I would like to continue the metadata discussion at the upcoming CDM WG call.

I created a modified table proposal that possibly addresses some of the points raised during the last discussion

The key is not to confuse metadata with data characterization as done by Achilles. (achilles_results table). An ETL or data warehouse insider knows a lot about a warehouse and the point of metadata is to put some of this “insider” knowledge into metadata - so that a user (or analyst) can get quickly “semi-intimate” with the data by just reading some some smart and organized notes made by the insider.

Perhaps we can propose a shell and let the community decide how to best use this shell to put some useful metadata content into it and in phase2 made metadata tighter and better. The perfect should not be enemy of the good in this phase 1.

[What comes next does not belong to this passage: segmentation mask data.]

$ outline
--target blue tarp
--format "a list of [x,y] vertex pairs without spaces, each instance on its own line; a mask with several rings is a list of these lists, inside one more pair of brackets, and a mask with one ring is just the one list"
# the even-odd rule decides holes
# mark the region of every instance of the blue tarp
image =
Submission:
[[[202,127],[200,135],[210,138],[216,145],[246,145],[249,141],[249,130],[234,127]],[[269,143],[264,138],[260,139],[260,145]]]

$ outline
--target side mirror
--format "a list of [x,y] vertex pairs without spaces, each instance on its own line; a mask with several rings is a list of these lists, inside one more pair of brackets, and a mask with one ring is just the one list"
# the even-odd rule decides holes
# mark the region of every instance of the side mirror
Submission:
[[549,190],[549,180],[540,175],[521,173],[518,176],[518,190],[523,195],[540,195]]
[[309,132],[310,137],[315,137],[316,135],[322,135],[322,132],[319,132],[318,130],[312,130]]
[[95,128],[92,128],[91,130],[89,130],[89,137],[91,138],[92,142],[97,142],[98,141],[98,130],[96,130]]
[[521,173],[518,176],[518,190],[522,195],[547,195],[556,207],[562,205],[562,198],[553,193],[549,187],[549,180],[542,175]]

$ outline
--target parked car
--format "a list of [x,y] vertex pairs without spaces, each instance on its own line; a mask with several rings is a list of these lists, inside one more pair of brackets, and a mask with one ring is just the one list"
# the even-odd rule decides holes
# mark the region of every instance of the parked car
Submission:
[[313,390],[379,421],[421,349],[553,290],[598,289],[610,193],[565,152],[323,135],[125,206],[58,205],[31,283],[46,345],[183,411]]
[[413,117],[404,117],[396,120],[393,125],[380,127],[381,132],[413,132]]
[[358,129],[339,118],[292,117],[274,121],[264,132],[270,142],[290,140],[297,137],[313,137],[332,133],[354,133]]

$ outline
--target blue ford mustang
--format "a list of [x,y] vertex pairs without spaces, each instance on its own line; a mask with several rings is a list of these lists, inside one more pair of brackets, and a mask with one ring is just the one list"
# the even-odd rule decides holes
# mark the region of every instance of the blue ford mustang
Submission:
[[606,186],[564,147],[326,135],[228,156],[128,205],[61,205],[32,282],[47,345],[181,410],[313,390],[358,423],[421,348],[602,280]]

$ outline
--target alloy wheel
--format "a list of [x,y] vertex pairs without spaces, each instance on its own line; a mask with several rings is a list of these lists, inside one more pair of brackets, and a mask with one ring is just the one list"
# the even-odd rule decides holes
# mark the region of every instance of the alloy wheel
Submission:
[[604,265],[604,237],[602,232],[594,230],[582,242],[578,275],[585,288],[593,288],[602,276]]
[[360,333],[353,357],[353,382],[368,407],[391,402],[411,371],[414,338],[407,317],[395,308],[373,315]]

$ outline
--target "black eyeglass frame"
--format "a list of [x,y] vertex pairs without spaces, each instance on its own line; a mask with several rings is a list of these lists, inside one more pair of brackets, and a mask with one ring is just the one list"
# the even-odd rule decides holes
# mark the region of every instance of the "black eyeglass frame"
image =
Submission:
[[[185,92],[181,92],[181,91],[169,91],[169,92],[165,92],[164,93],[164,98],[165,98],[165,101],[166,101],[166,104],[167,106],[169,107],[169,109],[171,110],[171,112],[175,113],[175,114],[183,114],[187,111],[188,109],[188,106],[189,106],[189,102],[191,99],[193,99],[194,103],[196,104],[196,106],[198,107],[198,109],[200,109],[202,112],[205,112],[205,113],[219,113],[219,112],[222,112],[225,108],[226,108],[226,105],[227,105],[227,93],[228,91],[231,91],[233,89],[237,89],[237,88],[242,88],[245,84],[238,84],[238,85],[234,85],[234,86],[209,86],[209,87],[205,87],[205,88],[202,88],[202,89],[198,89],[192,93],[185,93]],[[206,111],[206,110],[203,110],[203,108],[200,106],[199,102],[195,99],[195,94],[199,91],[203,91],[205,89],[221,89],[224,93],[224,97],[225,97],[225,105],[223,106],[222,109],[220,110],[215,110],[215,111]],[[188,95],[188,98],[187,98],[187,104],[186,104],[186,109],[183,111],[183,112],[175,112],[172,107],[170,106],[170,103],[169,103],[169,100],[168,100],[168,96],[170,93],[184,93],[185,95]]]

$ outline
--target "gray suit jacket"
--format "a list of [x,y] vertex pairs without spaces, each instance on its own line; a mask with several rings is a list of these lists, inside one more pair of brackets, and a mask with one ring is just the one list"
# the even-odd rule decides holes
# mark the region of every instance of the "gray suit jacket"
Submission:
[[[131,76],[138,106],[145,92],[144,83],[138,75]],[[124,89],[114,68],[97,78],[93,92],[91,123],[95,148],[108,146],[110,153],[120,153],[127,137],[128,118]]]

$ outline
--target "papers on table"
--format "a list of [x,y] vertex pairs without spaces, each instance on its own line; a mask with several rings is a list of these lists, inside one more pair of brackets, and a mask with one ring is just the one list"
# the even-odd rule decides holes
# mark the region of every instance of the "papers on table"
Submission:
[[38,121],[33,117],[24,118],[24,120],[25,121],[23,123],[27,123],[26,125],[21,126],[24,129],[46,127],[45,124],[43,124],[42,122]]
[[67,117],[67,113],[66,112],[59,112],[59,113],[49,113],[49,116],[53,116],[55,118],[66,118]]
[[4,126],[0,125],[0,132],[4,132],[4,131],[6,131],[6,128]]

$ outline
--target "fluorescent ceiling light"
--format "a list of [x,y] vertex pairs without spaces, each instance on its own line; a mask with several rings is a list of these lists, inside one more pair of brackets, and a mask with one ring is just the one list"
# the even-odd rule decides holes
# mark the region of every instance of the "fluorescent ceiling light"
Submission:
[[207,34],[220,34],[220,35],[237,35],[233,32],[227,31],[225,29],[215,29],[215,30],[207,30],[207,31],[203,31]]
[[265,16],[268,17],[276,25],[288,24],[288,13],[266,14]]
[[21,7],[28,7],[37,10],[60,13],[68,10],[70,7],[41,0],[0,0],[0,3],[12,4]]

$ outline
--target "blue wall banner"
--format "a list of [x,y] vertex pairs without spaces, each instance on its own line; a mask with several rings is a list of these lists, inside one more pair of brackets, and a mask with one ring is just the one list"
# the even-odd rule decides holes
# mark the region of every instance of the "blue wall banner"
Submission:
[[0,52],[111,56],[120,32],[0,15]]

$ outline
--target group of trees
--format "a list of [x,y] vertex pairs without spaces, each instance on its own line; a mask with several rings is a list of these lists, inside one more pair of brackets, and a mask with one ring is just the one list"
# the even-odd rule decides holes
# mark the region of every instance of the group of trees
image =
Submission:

Perhaps every WG member can provide examples of metadata that they would like to capture (and post here).

Mine would be:

  • dataset is updated once a year (or monthly or …)
  • dataset reflects only data from clinical trial (not routine care)
  • Achilles is executed after each data refresh. achilles_results are always available
  • dataset has drug order data as well as pharmacy dispensation data (can study ‘patient did not fill his prescription’ questions)
  • weight data comes from Health Risk Assessment done by health plan (not from EHR)
  • PHR data is present (in OBSERVATION table) but not mapped to any standard concepts and there are no plans to do this mapping
  • procedure data are in local codes only (any phenotype using procedures has to tweak the standard code in the phenotype to the local code)
  • dataset has EHR data only (and no claims data; site has no affiliated health plan)
  • dataset has claims data with “sparse lab data” (e.g., all that come from an accessible source, such as LabCorp). Such data does not reflect all lab data. Inpatient lab results are not present. (not available)

UPDATE: after CDM WG April meeting - the proposal was updated with phase 1 and phase 2 scope and use cases were updated.

1 Like

To continue the discussion, I will try to tag folks to contribute example metadata they see as important.

@Christian_Reich @ericaVoss @Sigfried_Gold @rimma
This was my original input seeking post:

Perhaps every WG member can provide examples of metadata that they would like to capture

Examples from OHSI github are:

A search for CDM_DOMAIN_META on github shows many other examples.

It seems like the table has 2 columns (“name value pairs”). Can someone post the DDL for the CDM_DOMAIN_META table (or where it can be found) @ericaVoss ?

The examples above again indicate the mode of “how to get semi-intimate” with a dataset by reading some smart metadata notes done by the dataset custodian.